Like breed a VT with a Delta/halfmoon? I haven't really heard about it, but I was just wondering. I think that there was a topic about something like this on another site, but I am not 100% sure, so any help would be great.

Please let me know!

-SnS


----------



## Rohland (Aug 20, 2009)

You can, the fish will "do it"
However you get really weird, sometimes ugly tails.

Also there is not much money in vt.

Also I think vt is the dominant trait, so you will be getting mostly vt babies..

But don't quote me, let someone more experienced answer.


----------



## SweetnSpicy (Sep 3, 2009)

Thanks so much, any answer is help! 

I do not plan to breed VTs, Crossbreeding betta types, or to really breed to sell for money, actually. Not sure if I really want to breed at all, lol. 

Just curious about the answer, because I haven't really heard about it too much


----------



## dramaqueen (Jul 7, 2008)

Nothing wrong with asking questions.


----------



## MrVampire181 (May 12, 2009)

Ya I wouldn't do it unless there was a standard for VT. Speeking of which....anyone wanna help me with creating a VT standard?


----------



## AlexXx (Aug 23, 2009)

What you mean a VT standard?


----------



## MrVampire181 (May 12, 2009)

AlexXx said:


> What you mean a VT standard?


 A standard they can be judged by. Like ray branching, tail spread, yada yada yada.


----------



## ChristinaRoss (Sep 4, 2009)

judged by whom? and isnt the tail spread on a veil a standard already? if its different its then classifed as different tail type ?


----------



## MrVampire181 (May 12, 2009)

ChristinaRoss said:


> judged by whom? and isnt the tail spread on a veil a standard already? if its different its then classifed as different tail type ?

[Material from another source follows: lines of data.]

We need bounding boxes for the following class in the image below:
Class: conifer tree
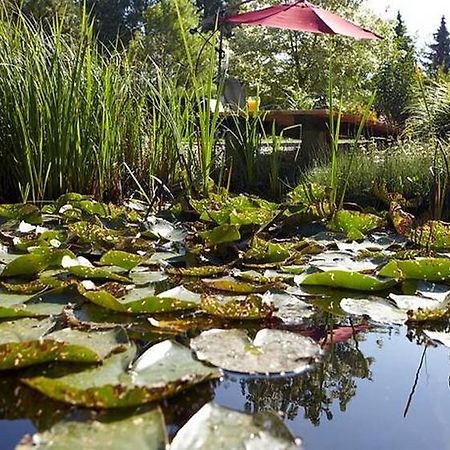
[428,15,450,73]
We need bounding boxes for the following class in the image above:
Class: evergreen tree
[428,15,450,73]
[374,11,416,125]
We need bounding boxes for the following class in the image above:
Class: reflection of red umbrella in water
[222,0,382,40]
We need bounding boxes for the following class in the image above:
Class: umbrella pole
[217,25,224,87]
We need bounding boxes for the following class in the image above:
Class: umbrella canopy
[223,0,382,40]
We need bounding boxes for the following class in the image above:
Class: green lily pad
[166,266,227,277]
[144,217,186,242]
[328,210,384,239]
[379,258,450,282]
[200,294,274,320]
[0,204,42,225]
[84,286,200,314]
[199,224,241,245]
[16,407,168,450]
[0,286,84,318]
[202,276,273,294]
[171,402,300,450]
[0,318,129,369]
[340,298,407,325]
[0,249,74,278]
[67,265,131,283]
[100,251,143,271]
[190,328,321,374]
[24,341,219,408]
[129,270,168,286]
[245,237,291,264]
[297,270,396,291]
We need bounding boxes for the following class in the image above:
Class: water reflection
[238,336,373,425]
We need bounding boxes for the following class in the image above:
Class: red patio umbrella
[223,0,382,40]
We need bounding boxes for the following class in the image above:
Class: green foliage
[427,15,450,74]
[227,0,389,108]
[305,140,437,207]
[374,12,416,125]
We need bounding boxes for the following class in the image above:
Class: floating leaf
[0,319,128,369]
[199,224,241,245]
[84,286,200,314]
[423,330,450,348]
[245,237,290,264]
[202,276,273,294]
[166,266,227,277]
[16,407,168,450]
[24,341,219,408]
[0,286,84,318]
[340,298,407,325]
[200,294,274,320]
[262,291,314,324]
[144,217,186,242]
[190,328,320,374]
[0,204,42,225]
[67,265,130,283]
[129,270,168,286]
[328,210,384,239]
[297,270,396,291]
[309,251,381,272]
[388,293,442,311]
[379,258,450,282]
[0,249,74,278]
[100,251,143,271]
[171,402,300,450]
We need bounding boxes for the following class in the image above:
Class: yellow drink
[247,97,258,114]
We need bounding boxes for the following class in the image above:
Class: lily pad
[379,258,450,282]
[388,293,441,311]
[328,210,384,240]
[190,328,321,374]
[244,237,291,264]
[144,217,186,242]
[0,249,74,278]
[166,266,227,277]
[202,276,273,294]
[100,250,143,271]
[297,270,396,291]
[423,330,450,348]
[171,402,300,450]
[199,224,241,245]
[262,291,315,324]
[129,270,168,286]
[0,286,84,318]
[83,286,200,314]
[200,294,274,320]
[340,298,407,325]
[24,341,219,408]
[16,407,168,450]
[0,318,129,369]
[67,265,130,283]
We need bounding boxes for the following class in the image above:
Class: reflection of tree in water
[240,339,373,425]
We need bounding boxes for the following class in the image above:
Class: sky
[365,0,450,48]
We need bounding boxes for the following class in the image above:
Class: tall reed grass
[0,8,152,201]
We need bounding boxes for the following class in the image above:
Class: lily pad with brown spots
[23,341,219,408]
[0,318,129,370]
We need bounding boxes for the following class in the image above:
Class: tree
[374,11,416,125]
[226,0,390,109]
[130,0,207,77]
[428,16,450,73]
[4,0,80,31]
[84,0,150,47]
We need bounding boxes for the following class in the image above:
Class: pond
[3,317,450,449]
[2,194,450,449]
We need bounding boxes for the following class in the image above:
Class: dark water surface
[2,323,450,450]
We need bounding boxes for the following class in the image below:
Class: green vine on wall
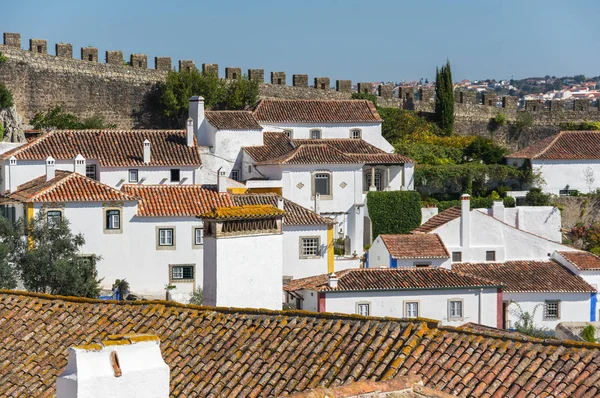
[367,191,422,238]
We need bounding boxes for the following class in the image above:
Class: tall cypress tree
[434,60,455,136]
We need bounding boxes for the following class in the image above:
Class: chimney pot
[143,139,151,164]
[46,156,56,181]
[328,272,339,288]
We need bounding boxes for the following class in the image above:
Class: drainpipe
[478,288,483,324]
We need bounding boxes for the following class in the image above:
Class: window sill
[157,245,176,251]
[448,317,464,321]
[311,195,333,201]
[170,278,194,284]
[300,255,321,260]
[104,228,122,234]
[192,243,204,250]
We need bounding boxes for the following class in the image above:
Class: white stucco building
[367,234,451,269]
[283,268,502,327]
[506,130,600,195]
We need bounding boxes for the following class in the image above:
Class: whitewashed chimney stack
[46,156,56,181]
[143,139,151,164]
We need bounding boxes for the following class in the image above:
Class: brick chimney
[143,139,151,164]
[217,167,227,193]
[46,156,56,181]
[56,334,169,398]
[460,194,470,250]
[74,154,86,176]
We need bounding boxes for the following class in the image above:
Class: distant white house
[367,234,450,269]
[283,268,502,327]
[454,260,595,330]
[506,130,600,195]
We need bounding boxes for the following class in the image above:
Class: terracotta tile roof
[2,290,600,397]
[380,234,450,259]
[4,171,137,203]
[121,185,232,217]
[246,133,411,165]
[199,204,285,220]
[204,110,262,130]
[257,143,359,165]
[508,131,600,160]
[284,268,501,292]
[244,132,295,162]
[558,250,600,271]
[231,193,335,225]
[252,99,382,123]
[1,130,202,167]
[412,207,462,234]
[453,260,596,293]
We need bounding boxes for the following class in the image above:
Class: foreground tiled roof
[204,110,262,130]
[246,133,410,165]
[5,291,600,397]
[284,268,500,292]
[1,130,202,167]
[412,207,462,234]
[199,204,285,220]
[508,131,600,160]
[232,193,335,225]
[453,260,596,293]
[253,99,382,123]
[4,171,137,203]
[121,185,233,217]
[380,234,450,259]
[557,250,600,271]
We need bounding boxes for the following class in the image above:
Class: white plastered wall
[282,225,329,279]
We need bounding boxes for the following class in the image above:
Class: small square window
[128,169,139,183]
[415,263,430,268]
[47,210,62,229]
[486,251,496,261]
[314,173,331,196]
[231,170,240,181]
[284,129,293,139]
[170,169,180,182]
[405,301,419,318]
[194,227,203,245]
[301,237,320,258]
[452,252,462,262]
[159,228,174,246]
[310,129,321,139]
[350,129,361,139]
[544,300,560,320]
[86,164,97,180]
[106,210,121,230]
[357,303,370,316]
[448,299,463,319]
[248,165,252,173]
[171,265,194,282]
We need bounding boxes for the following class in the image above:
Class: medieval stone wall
[1,32,599,146]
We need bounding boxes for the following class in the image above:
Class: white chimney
[217,167,227,193]
[314,193,321,214]
[460,194,471,250]
[7,156,17,193]
[74,154,86,176]
[186,117,194,147]
[56,334,170,398]
[277,196,284,210]
[46,156,56,181]
[328,272,339,289]
[491,200,505,223]
[143,139,151,164]
[189,96,205,145]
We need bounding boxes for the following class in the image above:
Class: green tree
[582,325,596,343]
[351,92,378,106]
[159,69,259,127]
[464,137,507,164]
[434,60,454,135]
[30,106,114,130]
[17,212,102,297]
[113,279,130,300]
[524,188,551,206]
[0,216,21,289]
[0,82,13,108]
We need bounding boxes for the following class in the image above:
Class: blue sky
[3,0,599,82]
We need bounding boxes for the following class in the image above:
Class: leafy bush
[435,196,516,211]
[113,279,130,300]
[351,92,378,106]
[515,112,534,130]
[509,301,553,338]
[31,106,115,130]
[378,107,441,144]
[394,142,463,165]
[367,191,422,238]
[189,288,203,305]
[0,52,7,63]
[524,188,552,206]
[0,82,13,108]
[494,112,506,126]
[582,325,597,343]
[159,69,259,127]
[464,137,507,164]
[569,223,600,251]
[503,196,516,207]
[0,123,4,141]
[560,121,600,131]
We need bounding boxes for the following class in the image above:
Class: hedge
[367,191,421,238]
[435,196,515,211]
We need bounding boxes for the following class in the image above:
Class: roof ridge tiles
[3,288,600,350]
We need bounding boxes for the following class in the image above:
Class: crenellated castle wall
[1,32,599,147]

 Judged by IBC (international betta congress) judges. A standard means it has to look a certain way to be placed in a show. Since VTs are not accepted in shows. The VT has any looks but no pure tail standard.


----------



## ChristinaRoss (Sep 4, 2009)

well i knew that, i was asking whos doing the judging of what the standard is? the ibc?


----------



## ChristinaRoss (Sep 4, 2009)

im confused, so u want to develope a standard for a veiltail and have ibc judge it? they dont judge veiltail in shows, so isnt the standard already set considering we all know what the veiltail looks like? and veiltails can each have different amounts of rays off of one, but still be veiltail. if the shape itself changes, its a different type


----------



## andakin (Aug 10, 2009)

he is trying to put together a list of what makes a good veiltail.


----------



## MrVampire181 (May 12, 2009)

Ya and then present to the judges and then look at what hey're thinking of for the standard. Rumor among breeders says that the IBC is trying to come up with a judging standard.


----------



## dramaqueen (Jul 7, 2008)

Oh, I see.


----------



## ChristinaRoss (Sep 4, 2009)

now i understand


----------